Figure 6. Quantitative phase composition of autoclave stone made of lime and ash.
Notice: L - lime, NS - Na2SO4, CA - coal ash
The interrelation between strength and phase composition of the stone of the studied compositions is shown in Figures 7-9 from which is obvious that the strength of Na2SO4-free compositions is directly proportional to the content of both the Al-tobermorite and gel phase of C-A-S-H (Figure 7). This interrelation becomes less pronounced, but still maintained at 1% of sodium sulfate (Figure 8). However, with addition of 2% Na2SO4(Figure 9), this relationship is not observed anymore. At this, a considerable increase in Al-tobermorite in this composition according to both the data of XRD and DTG does not correspond completely to a slight increase in stone's strength. However, a small amount of C-A-S-H phase here fully agrees with the same slight increase in strength.
Thus, the strength of the autoclave stone made of lime-ash mixtures always proportional to the content of gel C-A-S-H phase. At the same time, the content of the latter can be or can be absolutely not proportional to the amount of Al-tobermorite. It is typical that initiating the synthesis of Al-tobermorite with the Na2SO4-addition, its crystallization is carried out at the expense of C-A-S-H phase. The content of katoite hydrogarnet remains practically unchanged at the 5-6% level.
Figure 7. Correlation of lime-ash stone strength with its phase composition. 1 - Change in the intensity of the peak of aluminum substituted tobermorite according to the X-ray data; 2 - Change in content of aluminum substituted tobermorite according to the DTG data; 3 -Change in content of C-A-S-H according to the DTG data.
Figure 8. Correlation of lime-ash stone strength with its phase composition at addition of 1% Na2SO4. 4 - Change in the intensity of the peak of aluminum substituted tobermorite according to the X-ray data;
5 - change in content of aluminum substituted
tobermorite according to the DTG data;
6 - change in content of C-A-S-H according to the DTG data. Note: A - 8 hours of isothermal
exposure; x - 100 hours of isothermal exposure
Figure 9. Correlation of lime-ash stone strength with its phase composition at addition of 2% Na2SO4. 7 - Change in the intensity of the peak of aluminum substituted tobermorite according to the X-ray data; 8 - change in content of aluminum substituted tobermorite according to the DTG data; 9 - change in content of C-A-S-H according to the DTG data
The results obtained conforms with the most recent publications [5-7] reporting the formation of the phase composition in the autoclave stone basing on lime-quartz and cement-aluminosilicate compositions with additions of alumina or sulphate-containing materials.

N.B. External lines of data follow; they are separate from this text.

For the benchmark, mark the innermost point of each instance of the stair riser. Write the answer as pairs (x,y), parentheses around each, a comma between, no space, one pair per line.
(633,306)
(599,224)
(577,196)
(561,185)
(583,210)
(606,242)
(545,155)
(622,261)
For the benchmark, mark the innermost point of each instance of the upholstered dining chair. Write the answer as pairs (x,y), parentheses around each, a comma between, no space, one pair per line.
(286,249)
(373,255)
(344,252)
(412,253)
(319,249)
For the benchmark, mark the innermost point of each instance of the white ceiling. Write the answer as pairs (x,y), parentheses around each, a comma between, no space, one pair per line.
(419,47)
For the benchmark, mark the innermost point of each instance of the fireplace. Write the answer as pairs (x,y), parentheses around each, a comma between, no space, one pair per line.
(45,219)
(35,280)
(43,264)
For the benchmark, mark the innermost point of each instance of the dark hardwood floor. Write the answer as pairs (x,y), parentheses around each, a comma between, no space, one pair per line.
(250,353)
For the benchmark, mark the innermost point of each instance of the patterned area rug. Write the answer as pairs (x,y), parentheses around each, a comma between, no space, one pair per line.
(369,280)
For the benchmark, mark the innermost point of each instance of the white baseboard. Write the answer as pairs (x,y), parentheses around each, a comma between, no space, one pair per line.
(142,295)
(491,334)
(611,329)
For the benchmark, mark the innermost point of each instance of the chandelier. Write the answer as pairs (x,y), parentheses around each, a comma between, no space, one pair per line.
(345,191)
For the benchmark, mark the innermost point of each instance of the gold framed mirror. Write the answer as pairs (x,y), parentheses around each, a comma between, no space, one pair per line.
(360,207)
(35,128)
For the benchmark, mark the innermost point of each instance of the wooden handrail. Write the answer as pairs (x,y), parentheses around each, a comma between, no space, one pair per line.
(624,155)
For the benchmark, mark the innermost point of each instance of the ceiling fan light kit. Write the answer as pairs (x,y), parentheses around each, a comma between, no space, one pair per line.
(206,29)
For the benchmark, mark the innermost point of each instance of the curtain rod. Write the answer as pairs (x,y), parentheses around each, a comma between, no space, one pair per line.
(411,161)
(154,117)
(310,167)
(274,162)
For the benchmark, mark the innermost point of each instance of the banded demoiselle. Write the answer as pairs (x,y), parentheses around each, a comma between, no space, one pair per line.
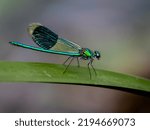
(50,42)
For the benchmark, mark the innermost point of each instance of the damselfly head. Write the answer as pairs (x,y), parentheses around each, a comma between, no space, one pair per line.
(97,54)
(32,27)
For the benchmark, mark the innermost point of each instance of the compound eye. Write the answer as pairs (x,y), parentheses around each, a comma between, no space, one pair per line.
(97,55)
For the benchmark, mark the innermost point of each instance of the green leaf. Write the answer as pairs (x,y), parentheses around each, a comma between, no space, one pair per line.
(53,73)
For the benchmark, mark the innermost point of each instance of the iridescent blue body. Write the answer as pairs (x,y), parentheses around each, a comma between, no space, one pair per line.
(50,42)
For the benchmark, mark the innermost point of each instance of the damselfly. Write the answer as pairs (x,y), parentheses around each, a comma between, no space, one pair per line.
(50,42)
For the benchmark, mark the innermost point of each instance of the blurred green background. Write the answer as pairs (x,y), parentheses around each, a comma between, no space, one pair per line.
(120,29)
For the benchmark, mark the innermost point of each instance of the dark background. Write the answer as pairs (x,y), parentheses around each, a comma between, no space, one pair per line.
(120,29)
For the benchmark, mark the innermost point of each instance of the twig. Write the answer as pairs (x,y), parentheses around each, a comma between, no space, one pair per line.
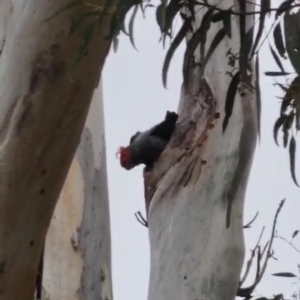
(246,292)
(291,244)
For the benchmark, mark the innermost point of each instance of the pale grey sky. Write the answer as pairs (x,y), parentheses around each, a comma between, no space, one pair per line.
(134,99)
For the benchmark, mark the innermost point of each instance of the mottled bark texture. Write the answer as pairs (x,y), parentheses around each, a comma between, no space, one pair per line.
(77,262)
(42,114)
(193,254)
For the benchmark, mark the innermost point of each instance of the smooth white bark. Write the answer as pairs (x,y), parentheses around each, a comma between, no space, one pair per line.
(77,263)
(193,255)
(42,114)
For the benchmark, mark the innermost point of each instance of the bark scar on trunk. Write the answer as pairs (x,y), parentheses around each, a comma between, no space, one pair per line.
(196,118)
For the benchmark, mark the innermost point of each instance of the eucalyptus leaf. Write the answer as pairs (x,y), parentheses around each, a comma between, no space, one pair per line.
(292,33)
(278,40)
(292,151)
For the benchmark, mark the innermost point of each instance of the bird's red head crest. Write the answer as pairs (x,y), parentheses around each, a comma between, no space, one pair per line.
(125,158)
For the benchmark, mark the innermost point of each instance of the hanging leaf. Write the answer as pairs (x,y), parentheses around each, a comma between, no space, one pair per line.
(291,93)
(174,45)
(295,233)
(197,37)
(284,6)
(219,16)
(283,87)
(278,40)
(264,8)
(277,59)
(292,33)
(230,97)
(171,11)
(245,49)
(161,16)
(277,73)
(220,35)
(284,274)
(227,24)
(279,122)
(286,127)
(131,23)
(293,159)
(258,98)
(87,33)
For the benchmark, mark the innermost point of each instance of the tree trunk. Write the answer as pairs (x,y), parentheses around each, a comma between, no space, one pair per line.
(43,111)
(77,263)
(193,255)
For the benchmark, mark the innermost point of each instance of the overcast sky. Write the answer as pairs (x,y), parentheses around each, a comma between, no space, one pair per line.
(134,99)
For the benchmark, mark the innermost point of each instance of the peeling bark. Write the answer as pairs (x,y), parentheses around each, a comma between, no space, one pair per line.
(77,256)
(193,254)
(42,115)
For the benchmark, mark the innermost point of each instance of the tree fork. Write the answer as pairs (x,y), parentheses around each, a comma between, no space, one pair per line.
(43,112)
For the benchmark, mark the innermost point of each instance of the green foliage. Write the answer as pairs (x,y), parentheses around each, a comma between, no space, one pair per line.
(88,18)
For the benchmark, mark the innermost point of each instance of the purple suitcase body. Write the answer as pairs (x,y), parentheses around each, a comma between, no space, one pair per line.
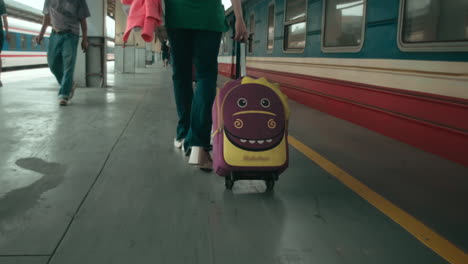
(242,115)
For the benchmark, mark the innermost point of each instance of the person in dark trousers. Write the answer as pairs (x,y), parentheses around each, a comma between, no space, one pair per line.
(3,34)
(165,52)
(194,29)
(65,17)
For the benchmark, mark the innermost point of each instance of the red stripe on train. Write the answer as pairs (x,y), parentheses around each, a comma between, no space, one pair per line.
(21,56)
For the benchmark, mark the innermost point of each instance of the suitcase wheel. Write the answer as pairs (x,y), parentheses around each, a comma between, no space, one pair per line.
(270,185)
(229,184)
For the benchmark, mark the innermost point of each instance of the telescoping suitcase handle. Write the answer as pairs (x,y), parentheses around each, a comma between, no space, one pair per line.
(242,60)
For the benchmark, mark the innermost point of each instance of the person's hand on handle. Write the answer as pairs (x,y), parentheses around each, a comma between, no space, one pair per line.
(38,39)
(241,31)
(84,44)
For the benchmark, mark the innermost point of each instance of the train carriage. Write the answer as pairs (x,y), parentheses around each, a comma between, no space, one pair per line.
(396,67)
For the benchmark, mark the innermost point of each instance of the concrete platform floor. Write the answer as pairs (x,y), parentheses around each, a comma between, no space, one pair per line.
(100,182)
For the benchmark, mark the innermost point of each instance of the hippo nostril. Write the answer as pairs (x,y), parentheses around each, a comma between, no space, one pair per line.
(271,124)
(238,123)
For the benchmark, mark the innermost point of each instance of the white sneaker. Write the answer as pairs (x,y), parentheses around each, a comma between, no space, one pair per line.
(178,143)
(201,158)
(72,92)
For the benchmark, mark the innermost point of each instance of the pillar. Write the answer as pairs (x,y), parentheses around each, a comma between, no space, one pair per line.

Thus, the results obtained on the strength of the stone (Figure 1) are well explained by the findings of its phase composition. When there is no addition of sodium sulfate, the strength is proportional to the content of Al-tobermorite and gel C-A-S-H content. By adding of sodium sulfate, the rate crystallization of Al-tobermorite is increased and it replaces C-A-S-H phase. The more complete this substitution occurs, the less the strength of the stone. This can be explained by the high specific surface area of the particles of the solid phase of the C-A-S-H gel, which "glue" the composite. It is known that the specific surface area phase C-S-H is 250-300 m2/g.
However, the same rock strength is proportional to its density. Therefore, the larger the hydration products, the higher the density of the stone and greater its strength. For this reason, the strength of the stone through autoclaving 8 hours with admixture of sodium sulfate higher than without additives. Total weight loss of the composition without additives, after 8 hours of autoclaving was 8.7 % (Figure 3), and with the addition of sodium sulfate - 9.5% (Figure 5).
4. Conclusions
1. The strength of autoclaved stone based on lime and aluminosilicate ash of CHP increases in proportion to the duration of hydrothermal treatment. The amount of Al-tobomorite and the gel phase of C-A-S-H in the stone also increases in proportion. The hydrogarnet katoite plays a subordinate role and its quantity in the stone remains constant - 4-6 %.
2. Activation of hydrothermal synthesis in stone with the addition of Na2SO4 substantially redistributes the phase composition. The gel phase of C-A-S-H is significantly reduced by the crystallization of Al- tobermorite. The content of katoite remains constant. At the same time, it should be taken into account that when the hydration process is carried out, the C-A-S-H phase in tobermorite is activated, injected with alkaline sulphates, the total amount of hydrates is increased, which leads to the compaction of the stone increase its strength.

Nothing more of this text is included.